Because Katy sails close to the wind, sure, but luck is always, always on her side.

Three months later

Her friends still love her because, when she’s with them, she doesn’t seem like a mother at all. Even when she brings the baby, she’s the Katy she always was. It’s just that now her tits are on show for a different reason.

Tonight, she’s childfree. Tonight, she’s late. Tonight, she has that just-fucked look in her eyes.

Tom follows her, clutching a bottle of red. He’s wearing jeans, a checked shirt, and, as of thirty minutes earlier, Katy’s juices, smeared from jaw to collarbone.

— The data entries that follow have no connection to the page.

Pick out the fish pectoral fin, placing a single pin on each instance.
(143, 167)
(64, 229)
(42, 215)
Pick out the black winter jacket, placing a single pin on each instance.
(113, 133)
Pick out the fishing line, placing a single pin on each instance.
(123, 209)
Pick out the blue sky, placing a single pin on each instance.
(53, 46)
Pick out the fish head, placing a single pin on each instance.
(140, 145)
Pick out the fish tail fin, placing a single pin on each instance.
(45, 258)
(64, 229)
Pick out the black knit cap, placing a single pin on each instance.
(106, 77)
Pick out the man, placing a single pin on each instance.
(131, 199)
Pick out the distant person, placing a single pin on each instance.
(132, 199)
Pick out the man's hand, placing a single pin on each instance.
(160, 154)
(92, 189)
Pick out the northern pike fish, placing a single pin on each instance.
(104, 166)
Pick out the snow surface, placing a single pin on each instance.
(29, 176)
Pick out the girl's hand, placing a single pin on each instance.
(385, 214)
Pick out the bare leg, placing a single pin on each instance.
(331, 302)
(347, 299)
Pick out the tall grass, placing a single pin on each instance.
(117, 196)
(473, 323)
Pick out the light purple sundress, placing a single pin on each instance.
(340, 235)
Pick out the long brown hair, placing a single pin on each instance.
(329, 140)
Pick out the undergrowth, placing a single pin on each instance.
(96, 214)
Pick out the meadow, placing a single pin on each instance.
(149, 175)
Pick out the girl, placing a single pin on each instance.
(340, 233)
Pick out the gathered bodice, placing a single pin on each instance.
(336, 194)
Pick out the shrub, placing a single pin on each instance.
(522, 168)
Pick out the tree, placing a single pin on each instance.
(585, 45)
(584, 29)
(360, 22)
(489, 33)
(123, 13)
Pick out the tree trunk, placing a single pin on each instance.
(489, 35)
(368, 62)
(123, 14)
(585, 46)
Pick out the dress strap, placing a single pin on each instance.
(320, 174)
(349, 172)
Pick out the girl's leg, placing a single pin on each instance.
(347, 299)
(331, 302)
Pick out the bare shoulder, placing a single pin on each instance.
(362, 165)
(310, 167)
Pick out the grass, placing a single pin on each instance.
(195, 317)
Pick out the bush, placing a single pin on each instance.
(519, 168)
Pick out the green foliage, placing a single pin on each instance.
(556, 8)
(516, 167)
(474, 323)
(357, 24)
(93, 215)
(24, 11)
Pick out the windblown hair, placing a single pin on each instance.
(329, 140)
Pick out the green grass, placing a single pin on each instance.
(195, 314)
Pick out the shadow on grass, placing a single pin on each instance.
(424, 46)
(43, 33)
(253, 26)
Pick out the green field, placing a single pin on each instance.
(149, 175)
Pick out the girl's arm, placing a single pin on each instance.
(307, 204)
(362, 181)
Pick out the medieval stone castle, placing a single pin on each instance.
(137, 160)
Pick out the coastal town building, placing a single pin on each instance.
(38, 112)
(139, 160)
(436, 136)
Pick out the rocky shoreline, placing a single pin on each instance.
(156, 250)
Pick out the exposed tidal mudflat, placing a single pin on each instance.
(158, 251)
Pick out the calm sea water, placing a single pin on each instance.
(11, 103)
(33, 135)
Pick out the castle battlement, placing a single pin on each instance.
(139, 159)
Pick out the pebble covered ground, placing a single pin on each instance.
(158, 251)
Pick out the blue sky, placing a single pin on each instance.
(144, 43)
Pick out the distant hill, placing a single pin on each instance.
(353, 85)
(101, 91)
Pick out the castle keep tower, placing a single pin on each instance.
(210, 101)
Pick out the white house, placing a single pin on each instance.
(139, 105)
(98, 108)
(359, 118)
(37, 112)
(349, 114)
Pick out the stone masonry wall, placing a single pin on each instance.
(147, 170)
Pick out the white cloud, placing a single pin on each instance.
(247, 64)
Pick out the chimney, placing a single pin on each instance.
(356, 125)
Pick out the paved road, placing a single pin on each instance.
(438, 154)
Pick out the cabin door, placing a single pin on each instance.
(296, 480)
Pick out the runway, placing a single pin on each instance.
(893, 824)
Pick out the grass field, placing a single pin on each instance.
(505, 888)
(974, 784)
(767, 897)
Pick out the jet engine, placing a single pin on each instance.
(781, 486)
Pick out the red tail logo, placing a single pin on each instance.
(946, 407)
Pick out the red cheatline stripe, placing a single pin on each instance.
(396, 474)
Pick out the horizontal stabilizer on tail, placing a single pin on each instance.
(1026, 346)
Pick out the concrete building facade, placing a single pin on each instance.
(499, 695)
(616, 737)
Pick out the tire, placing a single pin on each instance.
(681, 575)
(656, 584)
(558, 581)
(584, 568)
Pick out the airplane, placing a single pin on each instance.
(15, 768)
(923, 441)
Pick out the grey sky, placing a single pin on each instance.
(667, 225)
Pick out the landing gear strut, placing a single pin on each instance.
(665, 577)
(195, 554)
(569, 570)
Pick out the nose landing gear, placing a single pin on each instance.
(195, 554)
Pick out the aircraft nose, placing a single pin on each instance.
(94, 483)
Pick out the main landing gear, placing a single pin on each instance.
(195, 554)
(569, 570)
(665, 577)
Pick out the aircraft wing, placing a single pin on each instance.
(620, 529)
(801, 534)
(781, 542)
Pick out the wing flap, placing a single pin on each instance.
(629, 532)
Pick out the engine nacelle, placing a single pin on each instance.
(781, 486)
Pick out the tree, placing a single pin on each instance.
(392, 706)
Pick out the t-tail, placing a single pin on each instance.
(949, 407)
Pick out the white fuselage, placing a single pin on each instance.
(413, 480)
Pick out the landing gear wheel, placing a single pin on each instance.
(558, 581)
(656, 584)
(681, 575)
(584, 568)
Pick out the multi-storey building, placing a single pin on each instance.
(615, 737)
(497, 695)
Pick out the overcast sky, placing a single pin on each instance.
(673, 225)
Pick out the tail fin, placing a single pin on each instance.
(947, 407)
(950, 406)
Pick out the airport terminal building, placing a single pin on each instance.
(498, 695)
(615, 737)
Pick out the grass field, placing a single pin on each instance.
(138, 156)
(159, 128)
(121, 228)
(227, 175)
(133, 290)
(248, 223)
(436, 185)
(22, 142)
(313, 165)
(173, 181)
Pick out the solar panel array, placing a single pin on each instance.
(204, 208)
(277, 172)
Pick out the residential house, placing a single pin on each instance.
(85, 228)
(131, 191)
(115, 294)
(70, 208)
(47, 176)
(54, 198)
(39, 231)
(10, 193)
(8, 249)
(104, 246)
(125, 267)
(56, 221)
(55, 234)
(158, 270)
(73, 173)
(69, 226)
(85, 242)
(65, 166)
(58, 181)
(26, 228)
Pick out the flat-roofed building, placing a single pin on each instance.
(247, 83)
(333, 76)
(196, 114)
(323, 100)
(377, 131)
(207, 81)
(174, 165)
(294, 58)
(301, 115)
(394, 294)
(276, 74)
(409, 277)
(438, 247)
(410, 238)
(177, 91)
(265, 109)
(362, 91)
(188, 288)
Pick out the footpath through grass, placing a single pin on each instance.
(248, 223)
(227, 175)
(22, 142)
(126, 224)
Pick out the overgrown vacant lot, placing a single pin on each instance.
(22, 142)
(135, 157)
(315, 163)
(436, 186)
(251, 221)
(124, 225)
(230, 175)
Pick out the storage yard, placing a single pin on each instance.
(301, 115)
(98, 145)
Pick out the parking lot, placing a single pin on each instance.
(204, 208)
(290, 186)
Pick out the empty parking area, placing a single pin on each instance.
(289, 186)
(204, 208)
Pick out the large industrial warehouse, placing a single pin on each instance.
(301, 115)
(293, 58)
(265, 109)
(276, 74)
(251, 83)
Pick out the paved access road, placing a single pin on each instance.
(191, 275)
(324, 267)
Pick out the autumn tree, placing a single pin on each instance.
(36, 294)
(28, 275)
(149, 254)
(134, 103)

‘Filthy boy,’ she’d said, fingers on his neck as she lifted herself off his cock. ‘Filthy, filthy boy.’

At dinner, the wine flows. The laughter grows louder, the conversation sillier. They play ‘I have never,’ and Katy has done it all. Anal sex? Obviously. Threesome? That too.

During spin the bottle she winds up kissing Mike. Mike is her best friend’s husband. Nobody minds. Kissing boys is what Katy does.

The evening winds down. They drink coffee. Someone asks, ‘Bit dark, but if you could only save one thing in a fire, what would it be?’

‘Tom,’ Katy says, when it’s her turn to answer. ‘Obviously.’

Her friends are silent.

She doesn’t seem like a mother at all.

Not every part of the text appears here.